„ Um die Realität abzubilden, nehme ich einen Photoapparat. Wenn ich mich aber für die Werkzeuge Pinsel und Farbe entschieden habe, schreiben sie mir vor, mit ihnen so umzugehen, wie es ihre Beschaffenheit vorsieht: Malen, Striche ziehen, Farbe auftragen, Flächen setzen, Grenzen ziehen.“
Wozu malt man heute noch? Um einen Moment fest zu halten? Um einen Menschen zu portraitieren? Um ein schönes Bild zu malen, das der Mensch sich gerne über die Couch hängt? Unsere heutige Zeit bemisst knapper. Ein stetiger Wechsel von Informationen, Lebensumständen und –orten, ein immer öfteres Aufbauen und Wiederzusammenpacken führt zum stetigen Umdenken, immer wieder zu Neudefinierungen der Ideale, einem stetigen Abwägen eigener Anpassungsfähigkeit. Wenn man durch Mangolds Atelier stöbert, ist es, als stolpere man mit dem Künstler durch sein Tagebuch… eine Art Verarbeitung, Selbsterklärung und Festigung flüchtiger Prägungen, kurzer Begegnungen, immer häufiger wechselnder Lebenssituationen, die diese Zeit einer Generation aufträgt, für welche die ganze Welt eröffnet ist, aber ebendiese nicht fragt, ob sie dazu bereit ist.

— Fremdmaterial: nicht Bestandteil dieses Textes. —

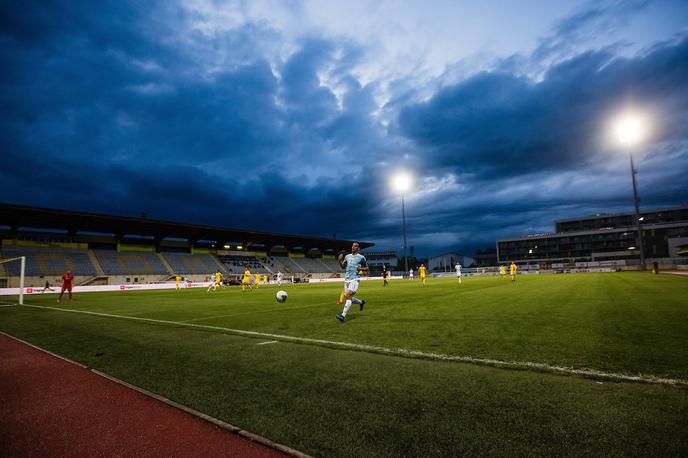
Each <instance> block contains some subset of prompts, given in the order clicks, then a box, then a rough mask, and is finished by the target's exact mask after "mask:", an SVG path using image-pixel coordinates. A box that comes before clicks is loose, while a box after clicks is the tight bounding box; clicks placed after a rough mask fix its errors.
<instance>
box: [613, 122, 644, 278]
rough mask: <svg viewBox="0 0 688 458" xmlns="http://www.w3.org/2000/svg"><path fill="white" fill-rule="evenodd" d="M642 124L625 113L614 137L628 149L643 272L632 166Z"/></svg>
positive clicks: (641, 252) (632, 168)
mask: <svg viewBox="0 0 688 458" xmlns="http://www.w3.org/2000/svg"><path fill="white" fill-rule="evenodd" d="M643 128H644V126H643V122H642V120H641V118H640V117H639V116H638V115H635V114H632V113H626V114H624V115H623V116H621V117H620V118H619V120H618V123H617V125H616V135H617V137H618V139H619V142H620V143H621V144H622V145H623V146H625V147H626V148H627V149H628V157H629V159H630V160H631V180H632V181H633V205H634V206H635V225H636V228H637V230H638V248H639V249H640V270H641V271H642V270H645V246H644V245H645V244H644V243H643V229H642V225H641V218H640V206H639V204H638V202H639V199H638V188H637V186H636V183H635V176H636V174H637V173H638V170H636V168H635V165H634V164H633V149H632V148H633V146H634V145H637V144H638V142H640V140H641V139H642V137H643V133H644V131H643Z"/></svg>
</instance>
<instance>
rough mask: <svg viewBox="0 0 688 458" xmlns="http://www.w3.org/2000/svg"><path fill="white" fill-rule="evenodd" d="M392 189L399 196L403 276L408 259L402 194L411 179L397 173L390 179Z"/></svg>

Der Künstler verschlüsselt mit dem Pinselstrich ganz persönliche Botschaften an den Betrachter und an das, was er auf die Leinwand setzt, auf Deckenverkleidungen vom Berliner Palast der Republik aufträgt und über Holzrückstände alter Häuser zieht. Es ist nicht der Versuch, die Wirklichkeit zu verdichten. Denn es gibt nicht mehr die eine Wirklichkeit. Diese Welt ist voller Wirklichkeiten, die sich immer weniger einander entsprechen… und der Mensch des 21. Jahrhunderts soll auf seiner Lebensreise wohl von der einen zur anderen problemlos und zügig wechseln können. Aber dem ist nicht so. Es kann nur die eigene, persönliche und intime Wahrheit geben, die man als innere und zeitlosgültige Wahrheit mit sich tragen kann.
Martin Mangold hebt das Dargestellte mit seiner Malerei auf eine neue Ebene, nämlich auf eben diese persönliche Wahrheit, die eine stets klärende, erklärende Verbindung zwischen dem Künstler und dem schafft, das sowohl durch eine starke Farbigkeit als auch durch ein fahles Schwarz/Weiß gezogen wird. Die Malerei wird zum intimen Zwiegespräch, einer Wanderung durch die Farben persönlicher Erfahrungen, Eindrücke und des Kampfes mit der hereinflutenden Zeit, die niemand mehr zu haben scheint. Weder für sich selbst, noch für diese große, uns so offen stehende Welt.